Investors' confidence to put on so-called carry trades, in which they borrow at Japan's low interest rates to buy higher- yielding assets elsewhere, may ebb as the Morgan Stanley Capital International Asia-Pacific index of leading regional shares fell by the most in almost three weeks. The Standard & Poor's 500 Index is set for the biggest monthly loss in more than a year.

Gains in the yen may be limited by speculation fund managers will convert it into foreign currencies as they prepare to launch investment trusts composed of overseas assets.

Finance companies will market more than 1 trillion yen ($8.1 billion) of foreign-currency investment trusts before the end of June, according to data compiled by Bloomberg. Japan's benchmark rate is the lowest in the industrialized world, reducing the appeal of domestic assets.

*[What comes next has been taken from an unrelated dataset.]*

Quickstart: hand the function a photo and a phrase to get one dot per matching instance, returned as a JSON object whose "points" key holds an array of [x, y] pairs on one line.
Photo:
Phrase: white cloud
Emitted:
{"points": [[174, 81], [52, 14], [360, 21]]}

``We're going to see carry trades for a long time,'' Gabriel de Kock, chief currency economist in New York at Citigroup Global Markets, said at a conference on foreign exchange in Singapore. ``The yen will be a dog.''

The yen will drop to 125 per dollar by year-end as Japan's 0.5 percent rate encourages investor outflows, said Daisaku Ueno at Nomura Securities Co.

Narrow Range
The narrowest monthly trading range in more than six years in April will prompt Japanese investors to seek higher-yielding foreign assets, pushing down the yen, Ueno said.

The yen that month traded within the smallest band since Oct. 2000, according to data tracked by Bloomberg. The spread between the high of 117.41 yen on April 2 and the low of 119.87 yen on April 16 was 2.46 yen. The range in May was 2.90 yen. The currency this month has had the range of 3.36 yen. The monthly trading range has averaged 4.8 yen since Jan, 2000.

`Likely to Prevail'
``Dollar-yen doesn't move as it used to,'' said Ueno, who in March was named best foreign-exchange analyst in the 19th annual Nikkei analyst rankings. ``In such a situation, the yen carry trade is likely to prevail. The yen's weak trend won't change.''

The dollar also declined against the yen on a report that's likely to show U.S. durable goods orders fell 1 percent last month, the most since January, after rising a revised 0.8 percent in April, according to the median forecast of 73 economists surveyed by Bloomberg.
``There's a real risk that we continue to see U.S. data disappoint,'' said Jonathan Cavanagh, a currency strategist at Westpac Banking Corp. in Sydney. ``The dollar has further to go on the downside.''

The euro's rally from a June 13 low may stall, according to technical charts traders use to predict currency movements, said Yuji Saito, head of the foreign-exchange sales department at Societe Generale SA in Tokyo.

The failure of the euro to sustain a break above so-called resistance at $1.3470 for the three previous days suggests further gains may be limited, Saito said. Resistance is a level where sell orders may be clustered.

``The euro looks bearish on the charts,'' he said. ``The euro may pull back to $1.3400 today,'' from $1.3439.

The $1.3470 level represents a 50 percent retracement of the euro's fall to the June 13 low from the April 27 high of $1.3681, based on a series of numbers known as the Fibonacci sequence.